China boasts one of the most prominent pilot CBDC projects as transactions in digital yuan or e-CNY surpassed 100 billion yuan as of August 31. The People’s Bank of China (PBOC) reported that over 5.6 million merchants could accept digital currency for payments. The successful trial has now been extended to four more major provinces, including Guangdong, Jiangsu, Hebei and Sichuan.

Real-time payments rails

Touted as the next payment gamechanger, real-time payments rails are platforms and networks that enable users to initiate and receive payments nearly instantaneously. These networks are accessible round the clock, 365 days, meaning that they are always ready to process transfers. In addition to speed, real-time payments enable end-to-end transparency and smooth bilateral communication between the parties.

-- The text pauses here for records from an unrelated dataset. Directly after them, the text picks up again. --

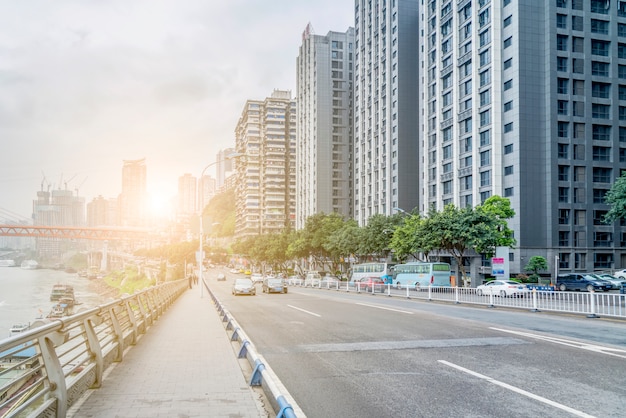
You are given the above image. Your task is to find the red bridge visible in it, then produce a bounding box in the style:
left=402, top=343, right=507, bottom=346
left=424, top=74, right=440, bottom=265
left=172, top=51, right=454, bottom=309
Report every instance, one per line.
left=0, top=225, right=149, bottom=241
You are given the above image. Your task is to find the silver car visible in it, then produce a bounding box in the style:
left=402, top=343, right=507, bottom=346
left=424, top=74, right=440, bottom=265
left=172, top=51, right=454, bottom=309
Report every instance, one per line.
left=233, top=279, right=256, bottom=296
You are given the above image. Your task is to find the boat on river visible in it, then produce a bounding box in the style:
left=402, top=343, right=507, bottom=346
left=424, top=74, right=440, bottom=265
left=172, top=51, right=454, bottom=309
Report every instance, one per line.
left=0, top=260, right=15, bottom=267
left=21, top=260, right=39, bottom=270
left=50, top=283, right=74, bottom=302
left=48, top=298, right=74, bottom=319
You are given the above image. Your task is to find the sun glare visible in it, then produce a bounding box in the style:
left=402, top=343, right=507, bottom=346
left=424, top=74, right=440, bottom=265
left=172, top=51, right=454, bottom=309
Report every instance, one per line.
left=150, top=193, right=170, bottom=218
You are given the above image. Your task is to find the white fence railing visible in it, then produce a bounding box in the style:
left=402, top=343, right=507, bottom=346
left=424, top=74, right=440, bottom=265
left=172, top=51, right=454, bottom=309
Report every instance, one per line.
left=290, top=281, right=626, bottom=319
left=0, top=280, right=188, bottom=418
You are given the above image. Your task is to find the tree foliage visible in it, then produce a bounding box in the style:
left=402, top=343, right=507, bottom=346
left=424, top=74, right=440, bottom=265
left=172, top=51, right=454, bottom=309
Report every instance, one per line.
left=604, top=171, right=626, bottom=223
left=524, top=255, right=548, bottom=277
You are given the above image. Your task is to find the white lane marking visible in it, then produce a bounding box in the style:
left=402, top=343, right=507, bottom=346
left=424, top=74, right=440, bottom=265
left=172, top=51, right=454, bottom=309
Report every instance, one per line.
left=357, top=303, right=413, bottom=315
left=490, top=327, right=626, bottom=358
left=287, top=305, right=322, bottom=318
left=437, top=360, right=594, bottom=418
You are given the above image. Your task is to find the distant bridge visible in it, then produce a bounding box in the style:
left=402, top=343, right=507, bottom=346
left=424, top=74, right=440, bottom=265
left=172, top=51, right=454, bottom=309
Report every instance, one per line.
left=0, top=225, right=149, bottom=241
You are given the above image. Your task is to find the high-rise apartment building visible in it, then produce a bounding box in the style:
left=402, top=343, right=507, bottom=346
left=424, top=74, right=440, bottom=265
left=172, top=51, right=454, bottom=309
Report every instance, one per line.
left=296, top=23, right=354, bottom=229
left=215, top=148, right=235, bottom=190
left=235, top=90, right=296, bottom=238
left=118, top=158, right=148, bottom=226
left=354, top=0, right=422, bottom=225
left=421, top=0, right=626, bottom=272
left=176, top=173, right=198, bottom=216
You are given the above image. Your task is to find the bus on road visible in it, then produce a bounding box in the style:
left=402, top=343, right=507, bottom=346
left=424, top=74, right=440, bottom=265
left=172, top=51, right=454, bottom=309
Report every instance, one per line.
left=348, top=262, right=395, bottom=284
left=393, top=262, right=451, bottom=290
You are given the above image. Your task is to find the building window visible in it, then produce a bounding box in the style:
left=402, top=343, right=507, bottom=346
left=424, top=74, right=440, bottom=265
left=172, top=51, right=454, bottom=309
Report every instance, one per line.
left=479, top=109, right=491, bottom=126
left=592, top=125, right=611, bottom=141
left=592, top=147, right=611, bottom=161
left=479, top=128, right=490, bottom=147
left=479, top=89, right=491, bottom=106
left=557, top=122, right=569, bottom=138
left=572, top=58, right=585, bottom=74
left=591, top=39, right=611, bottom=57
left=479, top=69, right=491, bottom=87
left=480, top=150, right=491, bottom=167
left=480, top=170, right=491, bottom=187
left=591, top=81, right=611, bottom=99
left=556, top=78, right=569, bottom=94
left=590, top=0, right=611, bottom=15
left=591, top=61, right=609, bottom=77
left=588, top=18, right=609, bottom=35
left=572, top=80, right=585, bottom=96
left=593, top=189, right=608, bottom=203
left=593, top=167, right=611, bottom=183
left=591, top=103, right=611, bottom=119
left=559, top=231, right=569, bottom=247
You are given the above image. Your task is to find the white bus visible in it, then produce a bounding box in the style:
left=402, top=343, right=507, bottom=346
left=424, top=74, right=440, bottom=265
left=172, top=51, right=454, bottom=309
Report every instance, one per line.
left=348, top=262, right=395, bottom=284
left=393, top=262, right=451, bottom=290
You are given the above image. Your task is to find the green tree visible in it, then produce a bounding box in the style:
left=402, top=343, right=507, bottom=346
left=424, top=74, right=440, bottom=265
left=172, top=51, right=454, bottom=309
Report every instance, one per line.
left=524, top=255, right=548, bottom=279
left=603, top=171, right=626, bottom=223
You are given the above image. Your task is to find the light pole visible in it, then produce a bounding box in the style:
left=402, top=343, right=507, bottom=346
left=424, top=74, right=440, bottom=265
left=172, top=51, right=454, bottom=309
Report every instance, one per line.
left=196, top=152, right=244, bottom=298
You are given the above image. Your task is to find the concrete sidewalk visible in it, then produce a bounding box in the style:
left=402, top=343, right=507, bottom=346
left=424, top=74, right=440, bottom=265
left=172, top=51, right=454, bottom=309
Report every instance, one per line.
left=68, top=285, right=273, bottom=418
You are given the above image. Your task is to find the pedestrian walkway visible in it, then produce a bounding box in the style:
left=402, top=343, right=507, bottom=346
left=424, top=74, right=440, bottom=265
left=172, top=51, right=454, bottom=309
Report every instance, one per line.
left=68, top=285, right=268, bottom=418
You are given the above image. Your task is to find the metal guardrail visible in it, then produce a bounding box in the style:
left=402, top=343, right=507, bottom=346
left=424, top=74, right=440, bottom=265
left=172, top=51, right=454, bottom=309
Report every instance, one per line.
left=290, top=281, right=626, bottom=319
left=0, top=279, right=188, bottom=418
left=207, top=287, right=304, bottom=418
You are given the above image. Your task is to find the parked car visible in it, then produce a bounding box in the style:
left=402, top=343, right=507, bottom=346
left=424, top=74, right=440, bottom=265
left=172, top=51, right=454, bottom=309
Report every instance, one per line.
left=304, top=271, right=322, bottom=287
left=263, top=277, right=287, bottom=293
left=613, top=269, right=626, bottom=280
left=594, top=274, right=626, bottom=289
left=287, top=274, right=302, bottom=286
left=319, top=276, right=339, bottom=289
left=476, top=280, right=530, bottom=298
left=250, top=273, right=263, bottom=283
left=356, top=277, right=386, bottom=293
left=556, top=273, right=613, bottom=292
left=232, top=278, right=256, bottom=296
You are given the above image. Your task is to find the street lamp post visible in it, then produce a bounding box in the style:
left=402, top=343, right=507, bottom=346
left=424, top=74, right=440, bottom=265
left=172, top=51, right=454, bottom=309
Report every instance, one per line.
left=196, top=152, right=243, bottom=298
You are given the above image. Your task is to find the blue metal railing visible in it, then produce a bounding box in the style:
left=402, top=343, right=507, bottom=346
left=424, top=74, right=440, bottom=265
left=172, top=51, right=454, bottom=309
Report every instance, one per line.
left=0, top=280, right=188, bottom=418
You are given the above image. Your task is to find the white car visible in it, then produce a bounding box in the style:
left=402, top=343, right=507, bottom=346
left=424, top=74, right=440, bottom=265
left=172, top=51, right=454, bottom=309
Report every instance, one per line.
left=476, top=280, right=530, bottom=298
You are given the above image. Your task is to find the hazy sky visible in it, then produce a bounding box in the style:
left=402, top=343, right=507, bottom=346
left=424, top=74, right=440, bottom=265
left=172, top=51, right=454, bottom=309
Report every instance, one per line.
left=0, top=0, right=354, bottom=219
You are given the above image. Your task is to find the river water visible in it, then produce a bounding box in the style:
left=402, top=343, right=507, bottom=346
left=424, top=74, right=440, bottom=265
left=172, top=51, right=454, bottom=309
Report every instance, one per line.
left=0, top=267, right=109, bottom=340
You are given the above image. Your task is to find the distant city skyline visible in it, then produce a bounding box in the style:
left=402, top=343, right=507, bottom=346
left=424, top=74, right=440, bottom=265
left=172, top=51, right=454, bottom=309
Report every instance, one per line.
left=0, top=0, right=354, bottom=218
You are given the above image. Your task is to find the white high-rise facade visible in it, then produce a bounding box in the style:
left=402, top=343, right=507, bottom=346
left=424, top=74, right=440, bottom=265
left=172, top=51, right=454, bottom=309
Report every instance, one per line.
left=354, top=0, right=422, bottom=225
left=296, top=24, right=354, bottom=229
left=421, top=0, right=626, bottom=274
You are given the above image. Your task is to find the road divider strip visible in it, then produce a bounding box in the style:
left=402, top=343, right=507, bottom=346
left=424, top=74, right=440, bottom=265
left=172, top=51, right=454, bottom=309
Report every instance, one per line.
left=287, top=305, right=322, bottom=318
left=489, top=327, right=626, bottom=358
left=437, top=360, right=595, bottom=418
left=357, top=303, right=413, bottom=315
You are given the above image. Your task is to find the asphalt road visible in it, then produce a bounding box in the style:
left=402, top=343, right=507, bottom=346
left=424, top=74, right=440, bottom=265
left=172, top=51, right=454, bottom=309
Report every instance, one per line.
left=206, top=273, right=626, bottom=418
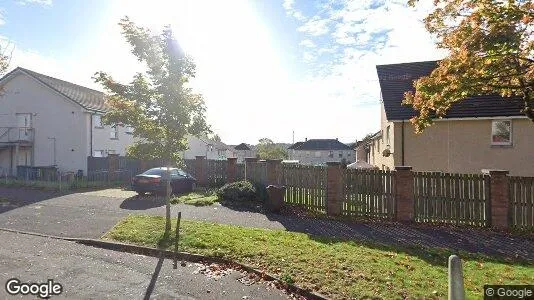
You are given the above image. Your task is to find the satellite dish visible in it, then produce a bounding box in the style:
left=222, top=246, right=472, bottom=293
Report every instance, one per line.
left=382, top=148, right=392, bottom=157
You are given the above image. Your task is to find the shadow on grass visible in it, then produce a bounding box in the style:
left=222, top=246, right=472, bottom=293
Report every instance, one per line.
left=120, top=195, right=165, bottom=210
left=143, top=256, right=164, bottom=300
left=266, top=210, right=534, bottom=267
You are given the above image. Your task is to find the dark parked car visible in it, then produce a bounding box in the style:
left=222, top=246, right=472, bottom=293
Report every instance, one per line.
left=132, top=167, right=197, bottom=195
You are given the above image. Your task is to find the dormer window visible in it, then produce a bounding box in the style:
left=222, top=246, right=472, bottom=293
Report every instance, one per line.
left=491, top=120, right=512, bottom=146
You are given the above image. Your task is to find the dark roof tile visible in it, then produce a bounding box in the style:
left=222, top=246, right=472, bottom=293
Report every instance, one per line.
left=293, top=139, right=352, bottom=150
left=376, top=61, right=523, bottom=121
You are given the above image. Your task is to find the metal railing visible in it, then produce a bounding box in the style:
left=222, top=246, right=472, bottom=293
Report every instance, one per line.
left=0, top=127, right=34, bottom=143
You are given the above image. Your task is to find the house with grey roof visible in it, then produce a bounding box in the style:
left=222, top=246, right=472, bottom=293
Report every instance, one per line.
left=0, top=67, right=134, bottom=174
left=229, top=143, right=257, bottom=163
left=182, top=135, right=232, bottom=160
left=368, top=61, right=534, bottom=176
left=288, top=138, right=356, bottom=165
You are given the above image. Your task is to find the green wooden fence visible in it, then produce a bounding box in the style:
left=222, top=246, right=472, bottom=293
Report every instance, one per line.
left=414, top=172, right=490, bottom=226
left=281, top=164, right=326, bottom=213
left=245, top=161, right=267, bottom=186
left=509, top=176, right=534, bottom=229
left=206, top=160, right=228, bottom=187
left=341, top=169, right=395, bottom=219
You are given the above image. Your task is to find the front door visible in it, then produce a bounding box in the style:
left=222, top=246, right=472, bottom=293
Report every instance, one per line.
left=17, top=114, right=32, bottom=141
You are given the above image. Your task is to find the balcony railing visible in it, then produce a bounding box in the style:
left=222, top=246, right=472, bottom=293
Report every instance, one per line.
left=0, top=127, right=34, bottom=144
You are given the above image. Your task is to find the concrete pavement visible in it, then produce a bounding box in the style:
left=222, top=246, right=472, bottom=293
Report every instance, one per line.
left=0, top=231, right=287, bottom=299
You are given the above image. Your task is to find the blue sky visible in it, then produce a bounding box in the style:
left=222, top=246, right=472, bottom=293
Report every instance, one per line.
left=0, top=0, right=444, bottom=144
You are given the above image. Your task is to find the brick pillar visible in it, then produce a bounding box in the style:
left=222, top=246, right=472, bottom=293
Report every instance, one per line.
left=267, top=159, right=282, bottom=185
left=489, top=170, right=510, bottom=229
left=326, top=161, right=343, bottom=216
left=245, top=157, right=258, bottom=180
left=226, top=157, right=237, bottom=183
left=108, top=154, right=119, bottom=180
left=395, top=166, right=414, bottom=222
left=140, top=159, right=148, bottom=175
left=195, top=156, right=208, bottom=186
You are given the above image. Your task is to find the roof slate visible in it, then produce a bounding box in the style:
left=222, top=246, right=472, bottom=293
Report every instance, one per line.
left=292, top=139, right=352, bottom=150
left=376, top=61, right=523, bottom=121
left=234, top=143, right=251, bottom=151
left=5, top=67, right=106, bottom=112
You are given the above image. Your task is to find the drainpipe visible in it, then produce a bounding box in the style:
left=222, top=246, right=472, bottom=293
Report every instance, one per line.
left=89, top=114, right=93, bottom=157
left=401, top=120, right=404, bottom=166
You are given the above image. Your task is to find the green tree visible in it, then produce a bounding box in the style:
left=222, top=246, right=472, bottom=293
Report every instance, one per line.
left=256, top=138, right=289, bottom=159
left=404, top=0, right=534, bottom=132
left=94, top=17, right=210, bottom=231
left=209, top=134, right=221, bottom=142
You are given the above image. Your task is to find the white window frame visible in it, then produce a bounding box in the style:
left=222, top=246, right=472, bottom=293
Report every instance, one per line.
left=490, top=119, right=513, bottom=146
left=93, top=150, right=105, bottom=157
left=109, top=125, right=119, bottom=140
left=91, top=114, right=104, bottom=129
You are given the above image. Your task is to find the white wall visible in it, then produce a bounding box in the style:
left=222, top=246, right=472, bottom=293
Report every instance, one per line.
left=0, top=75, right=87, bottom=172
left=90, top=113, right=134, bottom=156
left=183, top=135, right=232, bottom=160
left=291, top=150, right=356, bottom=165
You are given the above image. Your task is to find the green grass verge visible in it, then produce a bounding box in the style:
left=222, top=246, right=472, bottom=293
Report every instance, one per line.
left=171, top=190, right=218, bottom=206
left=104, top=216, right=534, bottom=299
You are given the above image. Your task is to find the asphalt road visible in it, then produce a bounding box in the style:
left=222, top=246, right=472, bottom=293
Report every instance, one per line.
left=0, top=187, right=534, bottom=261
left=0, top=231, right=287, bottom=299
left=0, top=187, right=285, bottom=238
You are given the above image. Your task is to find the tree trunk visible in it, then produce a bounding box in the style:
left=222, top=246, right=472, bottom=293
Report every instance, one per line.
left=165, top=163, right=172, bottom=234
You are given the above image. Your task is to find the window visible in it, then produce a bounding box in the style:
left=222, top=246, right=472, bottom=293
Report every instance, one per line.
left=491, top=120, right=512, bottom=145
left=93, top=150, right=104, bottom=157
left=93, top=115, right=104, bottom=128
left=109, top=125, right=119, bottom=140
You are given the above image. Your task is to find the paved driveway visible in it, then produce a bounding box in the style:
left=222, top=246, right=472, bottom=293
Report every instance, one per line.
left=0, top=187, right=534, bottom=261
left=0, top=231, right=287, bottom=299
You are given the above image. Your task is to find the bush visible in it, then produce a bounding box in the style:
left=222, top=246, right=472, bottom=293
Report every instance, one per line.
left=217, top=181, right=258, bottom=202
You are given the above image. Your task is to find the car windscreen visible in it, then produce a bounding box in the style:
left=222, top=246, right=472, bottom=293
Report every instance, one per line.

Case in point — The Clearing House

In 2017, The Clearing House (TCH) launched an RTP platform, the first of its kind in the United States. Today, TCH’s platform powers such giants as Fiserv, Sherpa Technologies, Volante and others in their quest to provide a range of various real-time payment services, including peer-to-peer (P2P) payments, payouts for gig economy work or insurance claims, and interbank account transfers.

Summing up

Customer expectations and behaviors are changing across all industries, and the payments industry is no exception. Now, consumers are demanding seamless, safe, and fast payment experiences. And the PayTech revolution has enabled merchants and businesses to successfully address the challenge of payment speed, convenience, transaction costs, and risk protection. From digital wallets and super apps to A2A payments to digital currencies, PayTech solutions are emerging on top of legacy infrastructure to help businesses keep up with the pace of the change.